1 {com}. tab headroom foreign
2 {txt}Headroom {c |} Car origin
3 (in.) {c |} Domestic Foreign {c |} Total
4 {hline 11}{c +}{hline 22}{c +}{hline 10}
5 1.5 {c |}{res} 3 1 {txt}{c |}{res} 4
6 {txt} 2.0 {c |}{res} 10 3 {txt}{c |}{res} 13
7 {txt} 2.5 {c |}{res} 4 10 {txt}{c |}{res} 14
8 {txt} 3.0 {c |}{res} 7 6 {txt}{c |}{res} 13
9 {txt} 3.5 {c |}{res} 13 2 {txt}{c |}{res} 15
10 {txt} 4.0 {c |}{res} 10 0 {txt}{c |}{res} 10
11 {txt} 4.5 {c |}{res} 4 0 {txt}{c |}{res} 4
12 {txt} 5.0 {c |}{res} 1 0 {txt}{c |}{res} 1
13 {txt}{hline 11}{c +}{hline 22}{c +}{hline 10}
14 Total {c |}{res} 52 22 {txt}{c |}{res} 74
I left this to last because it looks annoying to do.

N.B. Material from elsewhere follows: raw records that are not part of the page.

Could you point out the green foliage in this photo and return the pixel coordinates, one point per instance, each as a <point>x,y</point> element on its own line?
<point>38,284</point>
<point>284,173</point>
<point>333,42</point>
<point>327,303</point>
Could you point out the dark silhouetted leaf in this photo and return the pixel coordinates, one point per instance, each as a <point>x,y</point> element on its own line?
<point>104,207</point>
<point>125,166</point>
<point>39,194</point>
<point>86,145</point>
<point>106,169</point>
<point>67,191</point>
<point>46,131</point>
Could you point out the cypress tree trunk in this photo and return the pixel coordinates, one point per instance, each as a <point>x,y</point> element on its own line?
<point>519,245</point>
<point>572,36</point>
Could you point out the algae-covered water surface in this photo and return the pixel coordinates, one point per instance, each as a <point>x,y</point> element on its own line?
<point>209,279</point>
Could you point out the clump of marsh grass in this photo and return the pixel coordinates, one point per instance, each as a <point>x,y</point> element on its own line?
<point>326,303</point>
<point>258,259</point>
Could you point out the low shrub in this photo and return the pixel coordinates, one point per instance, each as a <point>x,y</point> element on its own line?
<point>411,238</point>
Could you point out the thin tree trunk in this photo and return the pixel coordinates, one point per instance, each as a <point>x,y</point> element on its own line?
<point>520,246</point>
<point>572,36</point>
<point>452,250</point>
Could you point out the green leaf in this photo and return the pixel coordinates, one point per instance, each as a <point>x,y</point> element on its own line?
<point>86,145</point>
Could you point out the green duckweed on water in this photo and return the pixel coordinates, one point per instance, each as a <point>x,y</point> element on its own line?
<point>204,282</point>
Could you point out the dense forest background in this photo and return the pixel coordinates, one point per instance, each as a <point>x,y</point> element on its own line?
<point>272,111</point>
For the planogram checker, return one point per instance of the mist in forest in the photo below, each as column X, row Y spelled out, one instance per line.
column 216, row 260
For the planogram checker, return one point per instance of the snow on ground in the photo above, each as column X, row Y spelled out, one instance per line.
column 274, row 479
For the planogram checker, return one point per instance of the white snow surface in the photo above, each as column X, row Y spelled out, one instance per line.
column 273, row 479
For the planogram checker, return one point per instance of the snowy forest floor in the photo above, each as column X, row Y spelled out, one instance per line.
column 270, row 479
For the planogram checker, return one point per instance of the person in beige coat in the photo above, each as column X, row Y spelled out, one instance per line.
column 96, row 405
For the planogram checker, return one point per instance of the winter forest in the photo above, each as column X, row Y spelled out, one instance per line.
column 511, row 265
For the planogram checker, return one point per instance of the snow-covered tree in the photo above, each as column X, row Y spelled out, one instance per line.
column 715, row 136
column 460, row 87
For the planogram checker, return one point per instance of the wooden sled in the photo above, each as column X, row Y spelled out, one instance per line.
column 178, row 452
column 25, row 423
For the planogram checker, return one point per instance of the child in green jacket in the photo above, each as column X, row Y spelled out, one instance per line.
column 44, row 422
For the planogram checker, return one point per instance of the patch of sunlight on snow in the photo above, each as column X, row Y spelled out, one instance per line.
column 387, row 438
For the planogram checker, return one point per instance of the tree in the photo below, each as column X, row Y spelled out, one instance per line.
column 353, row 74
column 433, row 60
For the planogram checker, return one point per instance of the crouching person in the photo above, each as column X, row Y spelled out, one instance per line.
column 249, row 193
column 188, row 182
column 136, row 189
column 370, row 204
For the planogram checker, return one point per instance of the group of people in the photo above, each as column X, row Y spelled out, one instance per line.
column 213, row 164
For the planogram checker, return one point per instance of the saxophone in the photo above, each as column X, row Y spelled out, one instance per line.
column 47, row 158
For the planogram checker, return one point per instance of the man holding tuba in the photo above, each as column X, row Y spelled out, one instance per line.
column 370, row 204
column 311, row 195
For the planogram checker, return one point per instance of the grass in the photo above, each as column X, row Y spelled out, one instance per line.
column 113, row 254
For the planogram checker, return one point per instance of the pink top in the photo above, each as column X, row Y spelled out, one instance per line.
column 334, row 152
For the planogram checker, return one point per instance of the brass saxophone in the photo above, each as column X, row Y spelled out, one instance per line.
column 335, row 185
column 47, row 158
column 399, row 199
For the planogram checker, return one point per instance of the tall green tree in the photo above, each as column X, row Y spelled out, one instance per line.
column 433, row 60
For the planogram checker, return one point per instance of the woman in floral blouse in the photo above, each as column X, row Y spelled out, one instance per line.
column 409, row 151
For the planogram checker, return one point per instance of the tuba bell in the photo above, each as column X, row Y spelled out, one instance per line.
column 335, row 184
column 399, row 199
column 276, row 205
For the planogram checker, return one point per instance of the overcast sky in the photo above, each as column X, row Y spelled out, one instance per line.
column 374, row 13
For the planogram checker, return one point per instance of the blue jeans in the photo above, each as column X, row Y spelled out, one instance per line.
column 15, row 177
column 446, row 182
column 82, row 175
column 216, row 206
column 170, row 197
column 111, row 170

Unfortunately, my patience for dealing with Stata log files has run out as I write this blog post, so let’s pretend this last one is homework for you to figure out ;)
Hopefully though I’ve demonstrated that, with a little bit of work, you can get results out of Stata log files. Once you’ve done that, it’s business as usual as you write up your Quarto report!